A General Theory of the Stochastic Linear Bandit and Its Applications
- URL: http://arxiv.org/abs/2002.05152v4
- Date: Thu, 31 Mar 2022 22:56:43 GMT
- Authors: Nima Hamidi, Mohsen Bayati
- Score: 8.071506311915398
- License: http://arxiv.org/licenses/nonexclusive-distrib/1.0/
- Abstract: Recent growing adoption of experimentation in practice has led to a surge of
attention to multiarmed bandits as a technique to reduce the opportunity cost
of online experiments. In this setting, a decision-maker sequentially chooses
among a set of given actions, observes their noisy rewards, and aims to
maximize her cumulative expected reward (or minimize regret) over a horizon of
length $T$. In this paper, we introduce a general analysis framework and a
family of algorithms for the stochastic linear bandit problem that includes
well-known algorithms such as the
optimism-in-the-face-of-uncertainty-linear-bandit (OFUL) and Thompson sampling
(TS) as special cases. Our analysis technique bridges several streams of prior
literature and yields a number of new results. First, our new notion of
optimism in expectation gives rise to a new algorithm, called sieved greedy
(SG) that reduces the overexploration problem in OFUL. SG utilizes the data to
discard actions with relatively low uncertainty and then choosing one among the
remaining actions greedily.

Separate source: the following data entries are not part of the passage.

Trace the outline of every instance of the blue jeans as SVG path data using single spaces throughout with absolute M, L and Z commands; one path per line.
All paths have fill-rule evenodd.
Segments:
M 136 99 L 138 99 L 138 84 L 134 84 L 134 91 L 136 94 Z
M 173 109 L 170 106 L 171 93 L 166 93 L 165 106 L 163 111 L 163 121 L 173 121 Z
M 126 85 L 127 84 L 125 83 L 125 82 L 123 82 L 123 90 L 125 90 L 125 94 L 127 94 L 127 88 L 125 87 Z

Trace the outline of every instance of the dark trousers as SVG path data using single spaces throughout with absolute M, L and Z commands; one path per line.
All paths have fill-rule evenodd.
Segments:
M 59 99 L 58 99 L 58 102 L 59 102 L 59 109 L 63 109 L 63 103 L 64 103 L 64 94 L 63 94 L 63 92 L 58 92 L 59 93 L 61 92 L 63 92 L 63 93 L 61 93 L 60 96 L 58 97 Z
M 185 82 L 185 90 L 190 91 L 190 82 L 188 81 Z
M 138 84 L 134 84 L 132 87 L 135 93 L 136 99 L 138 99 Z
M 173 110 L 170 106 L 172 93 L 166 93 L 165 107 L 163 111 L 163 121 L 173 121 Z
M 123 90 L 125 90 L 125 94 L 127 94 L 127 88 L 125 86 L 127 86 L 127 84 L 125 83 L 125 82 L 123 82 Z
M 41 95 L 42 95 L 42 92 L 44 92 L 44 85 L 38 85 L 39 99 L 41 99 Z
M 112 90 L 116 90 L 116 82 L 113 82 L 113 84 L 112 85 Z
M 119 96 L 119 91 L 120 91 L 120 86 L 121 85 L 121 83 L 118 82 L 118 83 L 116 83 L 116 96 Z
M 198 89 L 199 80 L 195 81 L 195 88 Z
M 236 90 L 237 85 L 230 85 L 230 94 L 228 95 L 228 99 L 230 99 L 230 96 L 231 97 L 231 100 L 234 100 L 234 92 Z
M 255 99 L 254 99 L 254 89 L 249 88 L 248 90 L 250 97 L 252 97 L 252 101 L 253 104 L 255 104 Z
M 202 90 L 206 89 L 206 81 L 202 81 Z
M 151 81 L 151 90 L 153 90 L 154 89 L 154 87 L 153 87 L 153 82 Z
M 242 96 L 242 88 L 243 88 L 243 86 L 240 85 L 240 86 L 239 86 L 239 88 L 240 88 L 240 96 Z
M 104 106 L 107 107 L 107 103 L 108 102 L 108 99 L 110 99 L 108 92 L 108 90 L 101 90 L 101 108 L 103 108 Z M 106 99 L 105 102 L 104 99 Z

In addition to proving that SG is theoretically
rate optimal, our empirical simulations show that SG outperforms existing
benchmarks such as greedy, OFUL, and TS. The second application of our general
framework is (to the best of our knowledge) the first polylogarithmic (in $T$)
regret bounds for OFUL and TS, under similar conditions as the ones by
Goldenshluger and Zeevi (2013). Finally, we obtain sharper regret bounds for
the $k$-armed contextual MABs by a factor of $\sqrt{k}$.